Set czwarty rozpoczął się od wyrównanej gry. Jako pierwsze na dwupunktowe prowadzenie wyszły krakowianki przy wyniku 7:5, ale świetnie odpowiedziały ełkaesianki i po bloku Bidias było 8:7 dla gości. Niedługo później Lucie Muhlsteinova przypomniała, że jest wysoko w klasyfikacji najlepiej zagrywających i wyprowadziła swój zespół na prowadzenie 11:9, po czym łodzianki dołożyły jeszcze jeden punkt, a gospodynie pogubiły się w kolejnej akcji i przewaga ŁKS-u Commercecon urosła do 13:9. Przy stanie 15:13 dla gości, trener Chiappini ponownie na zagrywkę wprowadził Szymańską w miejsce Clement, ale tym razem nie przyniosło to efektu.

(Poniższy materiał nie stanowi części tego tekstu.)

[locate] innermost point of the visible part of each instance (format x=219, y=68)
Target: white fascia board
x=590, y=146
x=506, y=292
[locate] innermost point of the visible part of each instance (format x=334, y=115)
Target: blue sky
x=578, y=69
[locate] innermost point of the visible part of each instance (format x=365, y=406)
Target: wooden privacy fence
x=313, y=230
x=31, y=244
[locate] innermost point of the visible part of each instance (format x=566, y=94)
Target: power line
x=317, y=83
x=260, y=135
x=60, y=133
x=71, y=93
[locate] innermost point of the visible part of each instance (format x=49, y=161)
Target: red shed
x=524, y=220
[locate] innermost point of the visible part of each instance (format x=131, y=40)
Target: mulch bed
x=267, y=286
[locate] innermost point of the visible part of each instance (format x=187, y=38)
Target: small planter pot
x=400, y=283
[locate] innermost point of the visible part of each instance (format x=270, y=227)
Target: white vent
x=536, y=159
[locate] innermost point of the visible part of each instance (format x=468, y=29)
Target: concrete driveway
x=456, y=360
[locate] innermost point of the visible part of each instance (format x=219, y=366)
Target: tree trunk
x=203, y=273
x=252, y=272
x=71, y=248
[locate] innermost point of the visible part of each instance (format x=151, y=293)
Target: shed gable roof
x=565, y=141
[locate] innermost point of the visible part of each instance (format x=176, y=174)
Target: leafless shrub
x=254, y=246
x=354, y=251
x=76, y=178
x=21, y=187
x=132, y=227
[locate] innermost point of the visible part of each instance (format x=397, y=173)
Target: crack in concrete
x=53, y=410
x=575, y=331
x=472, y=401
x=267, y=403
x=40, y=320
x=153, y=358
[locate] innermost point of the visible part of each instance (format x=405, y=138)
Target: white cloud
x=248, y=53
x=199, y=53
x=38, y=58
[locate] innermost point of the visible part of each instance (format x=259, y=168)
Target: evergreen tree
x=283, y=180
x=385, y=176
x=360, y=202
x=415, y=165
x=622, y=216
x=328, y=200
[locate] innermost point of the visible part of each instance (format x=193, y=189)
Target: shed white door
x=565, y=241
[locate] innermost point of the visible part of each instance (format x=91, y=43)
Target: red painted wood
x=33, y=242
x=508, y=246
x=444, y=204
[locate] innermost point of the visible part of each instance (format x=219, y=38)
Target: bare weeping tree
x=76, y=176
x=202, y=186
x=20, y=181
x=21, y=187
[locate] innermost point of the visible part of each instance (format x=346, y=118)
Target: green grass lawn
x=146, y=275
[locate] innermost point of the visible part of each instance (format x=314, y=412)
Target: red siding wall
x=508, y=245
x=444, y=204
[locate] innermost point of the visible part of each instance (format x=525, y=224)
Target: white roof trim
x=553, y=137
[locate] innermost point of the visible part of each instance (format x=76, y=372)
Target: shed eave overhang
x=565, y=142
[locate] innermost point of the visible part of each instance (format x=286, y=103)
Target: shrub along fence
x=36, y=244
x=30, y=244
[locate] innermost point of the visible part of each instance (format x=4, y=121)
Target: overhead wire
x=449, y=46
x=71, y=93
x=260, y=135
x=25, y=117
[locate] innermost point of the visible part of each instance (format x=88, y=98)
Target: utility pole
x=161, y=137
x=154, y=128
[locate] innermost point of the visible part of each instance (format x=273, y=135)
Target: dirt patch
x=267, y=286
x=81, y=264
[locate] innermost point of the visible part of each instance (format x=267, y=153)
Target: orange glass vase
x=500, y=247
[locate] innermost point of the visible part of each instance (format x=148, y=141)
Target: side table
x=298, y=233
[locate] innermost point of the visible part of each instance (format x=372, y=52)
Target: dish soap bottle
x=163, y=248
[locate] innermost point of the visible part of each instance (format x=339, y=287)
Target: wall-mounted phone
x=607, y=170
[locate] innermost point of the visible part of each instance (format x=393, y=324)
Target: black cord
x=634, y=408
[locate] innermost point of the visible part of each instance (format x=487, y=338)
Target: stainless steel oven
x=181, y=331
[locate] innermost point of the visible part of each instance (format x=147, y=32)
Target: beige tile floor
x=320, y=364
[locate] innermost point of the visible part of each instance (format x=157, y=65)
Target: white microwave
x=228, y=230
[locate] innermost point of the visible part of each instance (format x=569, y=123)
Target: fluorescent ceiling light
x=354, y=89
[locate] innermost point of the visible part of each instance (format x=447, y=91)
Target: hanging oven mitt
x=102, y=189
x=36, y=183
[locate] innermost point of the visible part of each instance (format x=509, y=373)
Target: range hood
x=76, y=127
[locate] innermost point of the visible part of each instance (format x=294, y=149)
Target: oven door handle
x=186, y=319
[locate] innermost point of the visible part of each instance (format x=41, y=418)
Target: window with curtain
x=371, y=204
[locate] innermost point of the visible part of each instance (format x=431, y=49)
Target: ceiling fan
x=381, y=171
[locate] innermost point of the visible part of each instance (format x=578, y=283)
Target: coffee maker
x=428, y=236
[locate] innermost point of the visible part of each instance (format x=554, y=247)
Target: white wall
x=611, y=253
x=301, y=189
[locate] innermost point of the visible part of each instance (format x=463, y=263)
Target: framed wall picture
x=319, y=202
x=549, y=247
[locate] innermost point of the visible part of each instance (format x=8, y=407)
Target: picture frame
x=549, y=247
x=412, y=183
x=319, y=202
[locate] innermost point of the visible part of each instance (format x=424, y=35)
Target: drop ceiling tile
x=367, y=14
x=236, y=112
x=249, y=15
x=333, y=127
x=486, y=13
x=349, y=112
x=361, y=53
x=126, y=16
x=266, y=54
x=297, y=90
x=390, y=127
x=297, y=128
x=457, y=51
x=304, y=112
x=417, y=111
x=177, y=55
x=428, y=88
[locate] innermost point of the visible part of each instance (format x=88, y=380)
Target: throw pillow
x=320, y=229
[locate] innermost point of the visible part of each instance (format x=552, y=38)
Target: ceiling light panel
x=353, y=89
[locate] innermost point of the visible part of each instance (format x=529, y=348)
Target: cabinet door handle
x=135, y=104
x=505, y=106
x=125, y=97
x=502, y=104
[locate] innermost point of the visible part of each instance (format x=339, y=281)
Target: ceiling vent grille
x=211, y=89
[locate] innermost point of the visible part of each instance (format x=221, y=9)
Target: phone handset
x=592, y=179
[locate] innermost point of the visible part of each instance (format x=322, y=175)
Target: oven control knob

Za to po drugiej stronie świetnie zagrała Wawrzyńczyk i po złym przyjęciu przechodzącą piłkę skończyła McClendon, a w następnej akcji dorzuciła jeszcze blok i ŁKS był w komfortowej sytuacji, prowadząc 18:13. Łodzianki pilnowały przewagi i przy 21:15 raczej trudno było oczekiwać że dadzą sobie odebrać jakiekolwiek punkty w tym meczu. Kiedy Małgorzata Skorupa zagrała asa i wyprowadziła zespół na prowadzenie 23:15, wszystko było już raczej jasne. Mecz skończyło nieporozumienie w krakowskich szeregach, które ustaliło wynik na 25:15 dla ŁKS i 3:1 w całym spotkaniu.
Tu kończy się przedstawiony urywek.